Consider a rogue scenario: A regionserver sends a report and the 
max_completeSequenceId = 100. There is a write heavy workload and WAL is rolled 
and then server abort. And master missed all its heartbeats before the rs 
aborted. Based on max_completeSequenceId, we need to read last 2 WAL files (1 + 
1): 1 new one, and 1 at which master got the last heartbeat (it has some 
entries > 100). Since we are reading most current ones first, it is easy to 
determine whether we need to older WALs or not. Let's call those files f1 and 
f2 where f1 is the latest. 
It reads f1 first and see that the first waledit#key#logSequenceId > 100, so it 
en-queues f2 also as there might be some entries at f2's tail which are missed.
Once it has read f1 and f2, and updated the allWALEntriesFlushed for the 
regions, master can decide which regions can be assigned right away.

Hope this helps.
                
> Immediate assignment of regions that don't have entries in HLog
> ---------------------------------------------------------------
>
>                 Key: HBASE-6774
>                 URL: https://issues.apache.org/jira/browse/HBASE-6774
>             Project: HBase
>          Issue Type: Improvement
>          Components: master, regionserver
>    Affects Versions: 0.95.2
>            Reporter: Nicolas Liochon
>            Assignee: Himanshu Vashishtha
>         Attachments: HBase-6774-approach.pdf
>
>
> The algo is today, after a failure detection:
> - split the logs
> - when all the logs are split, assign the regions
> But some regions can have no entries at all in the HLog. There are many 
> reasons for this:
> - kind of reference or historical tables. Bulk written sometimes then read 
> only.
> - sequential rowkeys. In this case, most of the regions will be read only. 
> But they can be in a regionserver with a lot of writes.
> - tables flushed often for safety reasons. I'm thinking about meta here.
> For meta; we can imagine flushing very often. Hence, the recovery for meta, 
> in many cases, will be the failure detection time.
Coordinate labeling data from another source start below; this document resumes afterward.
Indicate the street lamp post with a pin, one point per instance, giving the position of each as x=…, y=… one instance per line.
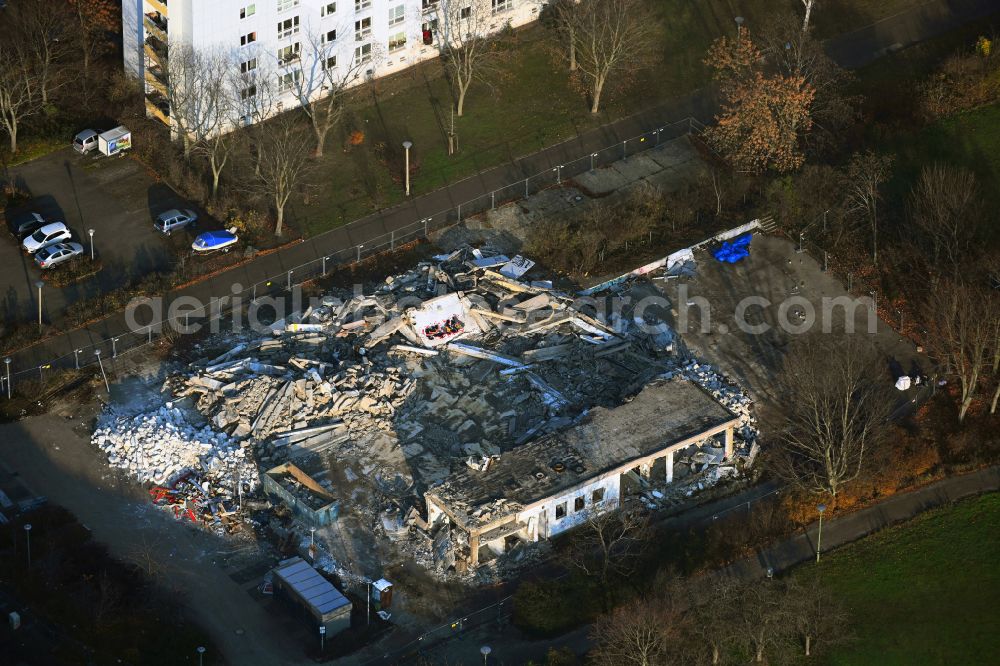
x=407, y=145
x=819, y=536
x=39, y=284
x=27, y=534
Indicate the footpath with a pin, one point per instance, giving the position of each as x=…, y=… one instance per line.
x=853, y=49
x=510, y=646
> There are different possible algos:
> Option 1)
>  A new task is added, in parallel of the split. This task reads all the HLog. 
> If there is no entry for a region, this region is assigned.
>  Pro: simple
>  Cons: We will need to read all the files. Add a read.
> Option 2)
>  The master writes in ZK the number of log files, per region.
>  When the regionserver starts the split, it reads the full block (64M) and 
> decrease the log file counter of the region. If it reaches 0, the assign 
> start. At the end of its split, the region server decreases the counter as 
> well. This allow to start the assign even if not all the HLog are finished. 
> It would allow to make some regions available even if we have an issue in one 
> of the log file.
>  Pro: parallel
>  Cons: add something to do for the region server. Requites to read the whole 
> file before starting to write. 
> Option 3)
>  Add some metadata at the end of the log file. The last log file won't have 
> meta data, as if we are recovering, it's because the server crashed. But the 
> others will. And last log file should be smaller (half a block on average).  
> Option 4) Still some metadata, but in a different file. Cons: write are 
> increased (but not that much, we just need to write the region once). Pros: 
> if we lose the HLog files (major failure, no replica available) we can still 
> continue with the regions that were not written at this stage.
> I think it should be done, even if none of the algorithm above is totally 
> convincing yet. It's linked as well to locality and short circuit reads: with 
> these two points reading the file twice become much less of an issue for 
> example. My current preference would be to open the file twice in the region 
> server, once for splitting as of today, once for a quick read looking for 
> unused regions. Who knows, may be it would even be faster this way, the quick 
> read thread would warm-up the different caches for the splitting thread.